Jamaica issued advisories by radio and television for residents in low-lying areas across the island to be prepared to evacuate if necessary.

The fifth named storm of the Atlantic hurricane season was centered about 130 miles (215 kilometers) south-southwest of Port-au-Prince, Haiti and 285 miles (455 kilometers) east-southeast of Kingston. It was moving west-northwest at about 9 mph (15 kph).

Heavy showers hit Kingston on Saturday afternoon, causing traffic jams as motorists tried to reach stores and people waited in long lines at supermarkets, filling grocery carts with canned goods, batteries and candles.

"It's nature and we can't stop it from taking its course," said taxi driver Patrick Wallace, 55, as he left a supermarket laden with canned goods.

Christine Williams, a manager at a Kingston hardware store, said people were scooping up material to protect their homes.

"They are buying mainly tarpaulin, plywood and building material. We haven't stopped cashing (ringing people up) from morning," she said.

Despite sunny skies in the British territory of the Caymans, people packed gas stations, hardware stores and supermarkets, and formed big lines to withdraw money from cash machines. Businesses also boarded up.

Debbie Curigliano, of Bridgeville, Pennsylvania, said she and her husband would ride out the storm at their resort in Seven Mile Beach.

"I am sure they (the hotel) have been through this before, so I am going to put all my faith in the hotel and I am sure they will guide me right through it," she said.

In Haiti, emergency officials went on local radio to warn people living in shantytowns on the southern coast to seek shelter in schools and churches. The hurricane center said Haiti and the Dominican Republic could get up to 20 inches of rain in some places.

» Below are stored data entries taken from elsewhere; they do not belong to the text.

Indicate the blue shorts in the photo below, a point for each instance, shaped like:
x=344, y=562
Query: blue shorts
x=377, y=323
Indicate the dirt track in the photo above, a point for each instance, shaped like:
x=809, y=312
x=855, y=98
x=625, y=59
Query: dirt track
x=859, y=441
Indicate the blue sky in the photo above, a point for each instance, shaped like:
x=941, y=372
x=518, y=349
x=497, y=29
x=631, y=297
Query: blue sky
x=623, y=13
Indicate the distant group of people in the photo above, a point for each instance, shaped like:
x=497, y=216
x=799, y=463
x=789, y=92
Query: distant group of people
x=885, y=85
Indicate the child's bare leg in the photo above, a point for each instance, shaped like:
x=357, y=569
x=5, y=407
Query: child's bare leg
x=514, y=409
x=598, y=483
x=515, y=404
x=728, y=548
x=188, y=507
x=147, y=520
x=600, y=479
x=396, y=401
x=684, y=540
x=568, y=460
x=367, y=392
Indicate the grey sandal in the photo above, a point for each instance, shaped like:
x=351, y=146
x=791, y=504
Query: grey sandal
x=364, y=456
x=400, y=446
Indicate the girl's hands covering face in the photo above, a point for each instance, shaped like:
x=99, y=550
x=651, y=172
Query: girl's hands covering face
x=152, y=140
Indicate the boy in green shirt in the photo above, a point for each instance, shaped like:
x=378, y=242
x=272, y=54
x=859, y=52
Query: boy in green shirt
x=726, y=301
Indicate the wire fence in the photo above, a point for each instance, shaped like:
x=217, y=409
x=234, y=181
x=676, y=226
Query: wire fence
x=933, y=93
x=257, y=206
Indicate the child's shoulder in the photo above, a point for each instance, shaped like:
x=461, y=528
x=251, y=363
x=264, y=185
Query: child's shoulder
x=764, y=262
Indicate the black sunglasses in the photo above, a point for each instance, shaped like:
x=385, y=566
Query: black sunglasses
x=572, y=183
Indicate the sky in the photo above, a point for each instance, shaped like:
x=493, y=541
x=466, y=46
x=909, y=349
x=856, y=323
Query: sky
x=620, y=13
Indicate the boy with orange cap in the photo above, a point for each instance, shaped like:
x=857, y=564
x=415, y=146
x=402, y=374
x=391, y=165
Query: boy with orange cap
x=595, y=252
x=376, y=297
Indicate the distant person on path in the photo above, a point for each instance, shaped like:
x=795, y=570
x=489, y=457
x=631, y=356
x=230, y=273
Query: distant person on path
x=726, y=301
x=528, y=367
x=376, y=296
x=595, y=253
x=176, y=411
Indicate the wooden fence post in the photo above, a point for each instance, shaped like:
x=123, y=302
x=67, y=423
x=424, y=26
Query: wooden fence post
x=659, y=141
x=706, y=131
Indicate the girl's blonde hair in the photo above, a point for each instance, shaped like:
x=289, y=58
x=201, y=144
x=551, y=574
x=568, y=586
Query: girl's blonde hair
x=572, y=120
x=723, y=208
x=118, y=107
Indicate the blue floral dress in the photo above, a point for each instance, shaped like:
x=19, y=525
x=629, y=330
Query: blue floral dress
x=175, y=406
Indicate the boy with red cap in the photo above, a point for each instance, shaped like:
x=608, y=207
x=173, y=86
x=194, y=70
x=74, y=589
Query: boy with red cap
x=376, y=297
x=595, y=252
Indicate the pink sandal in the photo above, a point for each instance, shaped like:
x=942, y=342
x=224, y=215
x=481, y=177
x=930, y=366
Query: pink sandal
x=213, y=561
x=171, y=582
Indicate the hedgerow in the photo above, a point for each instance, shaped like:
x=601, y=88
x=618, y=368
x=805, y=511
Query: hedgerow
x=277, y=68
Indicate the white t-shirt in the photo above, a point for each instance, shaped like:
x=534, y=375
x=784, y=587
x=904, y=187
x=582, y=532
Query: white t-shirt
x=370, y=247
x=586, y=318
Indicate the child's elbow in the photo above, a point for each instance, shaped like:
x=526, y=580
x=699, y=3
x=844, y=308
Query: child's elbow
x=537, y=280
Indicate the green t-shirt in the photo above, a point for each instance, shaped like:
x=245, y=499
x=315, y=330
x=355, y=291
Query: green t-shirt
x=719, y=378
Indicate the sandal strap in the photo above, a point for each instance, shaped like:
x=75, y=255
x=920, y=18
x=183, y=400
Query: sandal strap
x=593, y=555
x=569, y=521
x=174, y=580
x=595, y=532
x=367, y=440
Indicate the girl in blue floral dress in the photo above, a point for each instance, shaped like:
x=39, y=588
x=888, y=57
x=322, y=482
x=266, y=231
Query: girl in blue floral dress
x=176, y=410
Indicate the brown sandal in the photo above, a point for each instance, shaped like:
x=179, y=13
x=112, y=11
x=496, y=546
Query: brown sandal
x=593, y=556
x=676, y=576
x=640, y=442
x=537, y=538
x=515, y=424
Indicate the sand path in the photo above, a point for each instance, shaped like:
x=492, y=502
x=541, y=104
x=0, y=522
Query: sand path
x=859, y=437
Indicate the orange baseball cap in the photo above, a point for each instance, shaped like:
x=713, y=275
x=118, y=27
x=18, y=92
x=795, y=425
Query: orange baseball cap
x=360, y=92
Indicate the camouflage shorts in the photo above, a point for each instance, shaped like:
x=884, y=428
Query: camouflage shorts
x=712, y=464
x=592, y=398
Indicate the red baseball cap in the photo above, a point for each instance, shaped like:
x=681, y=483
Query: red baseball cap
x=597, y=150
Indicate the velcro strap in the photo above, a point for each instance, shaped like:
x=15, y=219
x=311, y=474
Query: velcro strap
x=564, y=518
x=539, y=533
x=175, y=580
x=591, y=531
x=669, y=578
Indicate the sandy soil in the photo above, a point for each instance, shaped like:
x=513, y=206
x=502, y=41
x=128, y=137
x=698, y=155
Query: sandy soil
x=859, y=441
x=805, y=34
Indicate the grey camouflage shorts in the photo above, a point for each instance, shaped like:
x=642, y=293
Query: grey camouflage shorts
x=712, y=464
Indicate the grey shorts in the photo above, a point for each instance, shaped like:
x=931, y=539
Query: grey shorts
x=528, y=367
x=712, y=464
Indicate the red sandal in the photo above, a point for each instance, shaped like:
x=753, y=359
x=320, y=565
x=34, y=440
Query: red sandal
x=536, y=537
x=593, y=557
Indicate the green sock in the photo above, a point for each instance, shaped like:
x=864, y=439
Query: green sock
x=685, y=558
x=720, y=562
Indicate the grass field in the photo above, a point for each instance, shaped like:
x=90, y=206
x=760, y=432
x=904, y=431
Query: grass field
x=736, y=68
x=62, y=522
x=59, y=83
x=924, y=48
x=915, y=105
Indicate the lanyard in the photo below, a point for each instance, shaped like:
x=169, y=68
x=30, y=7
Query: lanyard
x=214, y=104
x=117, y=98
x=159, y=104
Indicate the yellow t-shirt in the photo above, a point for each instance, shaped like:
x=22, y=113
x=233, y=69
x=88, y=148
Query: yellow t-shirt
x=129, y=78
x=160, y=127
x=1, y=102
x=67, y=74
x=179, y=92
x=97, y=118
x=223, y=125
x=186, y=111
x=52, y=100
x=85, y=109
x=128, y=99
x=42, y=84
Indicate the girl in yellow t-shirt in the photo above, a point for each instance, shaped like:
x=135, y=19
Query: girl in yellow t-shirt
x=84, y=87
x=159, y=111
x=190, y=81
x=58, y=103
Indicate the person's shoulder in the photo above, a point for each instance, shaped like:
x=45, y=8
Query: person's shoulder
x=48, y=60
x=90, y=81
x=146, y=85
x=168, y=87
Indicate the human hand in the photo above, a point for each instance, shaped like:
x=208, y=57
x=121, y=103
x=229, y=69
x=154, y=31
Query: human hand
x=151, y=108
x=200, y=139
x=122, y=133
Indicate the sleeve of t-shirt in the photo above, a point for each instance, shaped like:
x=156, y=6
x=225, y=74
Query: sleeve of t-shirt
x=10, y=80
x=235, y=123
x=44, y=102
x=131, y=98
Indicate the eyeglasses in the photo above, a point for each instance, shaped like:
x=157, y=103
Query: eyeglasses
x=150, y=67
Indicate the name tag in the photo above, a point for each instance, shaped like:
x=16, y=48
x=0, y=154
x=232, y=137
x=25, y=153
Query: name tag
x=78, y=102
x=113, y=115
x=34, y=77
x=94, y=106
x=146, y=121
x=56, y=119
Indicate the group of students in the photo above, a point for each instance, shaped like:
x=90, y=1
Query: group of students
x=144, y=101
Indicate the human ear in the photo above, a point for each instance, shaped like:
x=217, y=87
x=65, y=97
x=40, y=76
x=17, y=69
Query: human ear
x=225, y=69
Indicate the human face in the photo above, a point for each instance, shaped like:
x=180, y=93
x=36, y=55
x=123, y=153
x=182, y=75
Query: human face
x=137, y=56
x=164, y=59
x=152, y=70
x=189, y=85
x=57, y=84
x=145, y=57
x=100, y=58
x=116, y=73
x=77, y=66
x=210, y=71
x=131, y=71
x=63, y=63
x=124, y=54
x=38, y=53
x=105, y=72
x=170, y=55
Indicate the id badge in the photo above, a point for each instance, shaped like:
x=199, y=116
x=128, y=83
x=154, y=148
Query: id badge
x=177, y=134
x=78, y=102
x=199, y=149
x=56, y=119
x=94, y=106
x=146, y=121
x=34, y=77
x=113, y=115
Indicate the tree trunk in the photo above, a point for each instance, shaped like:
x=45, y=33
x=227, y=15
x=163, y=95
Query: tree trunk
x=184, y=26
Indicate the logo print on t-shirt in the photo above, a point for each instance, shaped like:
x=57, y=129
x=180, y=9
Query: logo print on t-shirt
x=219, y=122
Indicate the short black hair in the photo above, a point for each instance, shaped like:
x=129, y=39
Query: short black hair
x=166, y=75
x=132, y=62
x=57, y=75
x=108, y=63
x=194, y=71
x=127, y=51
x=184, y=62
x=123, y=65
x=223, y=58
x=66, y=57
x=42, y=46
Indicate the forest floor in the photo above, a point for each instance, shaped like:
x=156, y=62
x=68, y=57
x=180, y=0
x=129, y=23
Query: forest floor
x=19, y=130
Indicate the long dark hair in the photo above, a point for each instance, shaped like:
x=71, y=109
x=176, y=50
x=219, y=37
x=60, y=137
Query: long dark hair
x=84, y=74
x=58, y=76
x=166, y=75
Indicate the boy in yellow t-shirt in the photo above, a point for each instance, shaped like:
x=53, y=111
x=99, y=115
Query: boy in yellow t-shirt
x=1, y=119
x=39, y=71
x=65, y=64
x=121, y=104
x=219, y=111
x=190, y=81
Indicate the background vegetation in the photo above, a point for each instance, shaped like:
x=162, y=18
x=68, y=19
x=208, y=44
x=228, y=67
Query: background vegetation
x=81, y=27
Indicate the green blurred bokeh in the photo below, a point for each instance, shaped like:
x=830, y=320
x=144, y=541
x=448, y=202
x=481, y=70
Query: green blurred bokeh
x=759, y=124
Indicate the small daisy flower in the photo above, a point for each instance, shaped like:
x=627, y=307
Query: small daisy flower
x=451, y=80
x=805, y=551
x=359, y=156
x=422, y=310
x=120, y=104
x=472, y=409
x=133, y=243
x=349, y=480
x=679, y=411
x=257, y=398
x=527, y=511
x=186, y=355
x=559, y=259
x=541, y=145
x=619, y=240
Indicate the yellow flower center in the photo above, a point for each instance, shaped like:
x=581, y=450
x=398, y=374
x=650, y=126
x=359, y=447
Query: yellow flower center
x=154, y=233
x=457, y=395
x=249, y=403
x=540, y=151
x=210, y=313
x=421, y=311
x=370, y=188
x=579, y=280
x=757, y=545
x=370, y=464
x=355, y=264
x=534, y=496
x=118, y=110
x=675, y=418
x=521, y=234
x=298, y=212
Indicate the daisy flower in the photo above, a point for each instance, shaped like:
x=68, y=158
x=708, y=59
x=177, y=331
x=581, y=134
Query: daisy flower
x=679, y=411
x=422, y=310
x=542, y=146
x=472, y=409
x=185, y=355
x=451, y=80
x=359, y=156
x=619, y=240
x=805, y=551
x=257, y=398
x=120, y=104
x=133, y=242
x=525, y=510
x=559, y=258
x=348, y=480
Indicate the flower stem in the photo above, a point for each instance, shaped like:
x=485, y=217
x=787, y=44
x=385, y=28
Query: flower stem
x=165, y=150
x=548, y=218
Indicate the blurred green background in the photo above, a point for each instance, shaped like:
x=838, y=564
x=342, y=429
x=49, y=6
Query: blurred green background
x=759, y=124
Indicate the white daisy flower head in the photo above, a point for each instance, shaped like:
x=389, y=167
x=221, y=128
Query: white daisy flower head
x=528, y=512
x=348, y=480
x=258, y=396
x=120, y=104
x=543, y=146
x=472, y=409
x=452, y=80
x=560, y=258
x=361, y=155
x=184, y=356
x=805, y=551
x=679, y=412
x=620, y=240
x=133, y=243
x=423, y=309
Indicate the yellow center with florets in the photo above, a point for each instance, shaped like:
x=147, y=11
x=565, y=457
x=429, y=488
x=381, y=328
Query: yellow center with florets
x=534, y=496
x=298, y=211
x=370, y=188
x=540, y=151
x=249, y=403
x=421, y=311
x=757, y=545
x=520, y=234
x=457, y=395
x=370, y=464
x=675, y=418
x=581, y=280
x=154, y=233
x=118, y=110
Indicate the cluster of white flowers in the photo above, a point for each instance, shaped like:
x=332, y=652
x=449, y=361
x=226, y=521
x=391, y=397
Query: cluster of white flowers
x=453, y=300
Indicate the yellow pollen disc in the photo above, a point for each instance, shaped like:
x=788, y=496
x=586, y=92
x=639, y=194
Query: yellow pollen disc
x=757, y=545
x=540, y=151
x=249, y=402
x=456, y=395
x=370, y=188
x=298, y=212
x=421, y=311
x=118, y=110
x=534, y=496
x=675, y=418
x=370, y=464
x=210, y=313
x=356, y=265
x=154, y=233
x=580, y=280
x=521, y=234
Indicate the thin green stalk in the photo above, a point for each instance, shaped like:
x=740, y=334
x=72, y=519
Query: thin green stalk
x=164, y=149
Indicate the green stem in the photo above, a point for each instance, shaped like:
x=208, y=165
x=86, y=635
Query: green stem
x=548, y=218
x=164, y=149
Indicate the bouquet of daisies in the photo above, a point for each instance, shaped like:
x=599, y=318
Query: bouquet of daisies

"These people could be in great danger," said Adel Nazaire, a coordinator with Haiti's civil protection agency. "Flooding is the biggest concern because a lot of residents live along the rivers and the sea."

The impoverished Caribbean nation is 90 percent deforested, increasing vulnerability to deadly flooding and mudslides.

Fears that the storm could damage offshore energy facilities in the Gulf of Mexico sent oil and natural gas prices higher.

BP PLC said it would evacuate some 800 of its 2,400 workers from the Gulf of Mexico by late Saturday due to the storm. The evacuated workers are not essential staff, most associated with long-term projects that have not begun producing, BP spokesman Hugh DePland told Dow Jones Newswires.

Meanwhile, former Tropical Storm Debby, now a depression with maximum winds of 30 mph (48 kph), was expected to stay over the open Atlantic, posing only a threat to ships. At 5 p.m., the center of the storm was about 1,410 miles (2,270 kilometers) west-southwest of the Azores.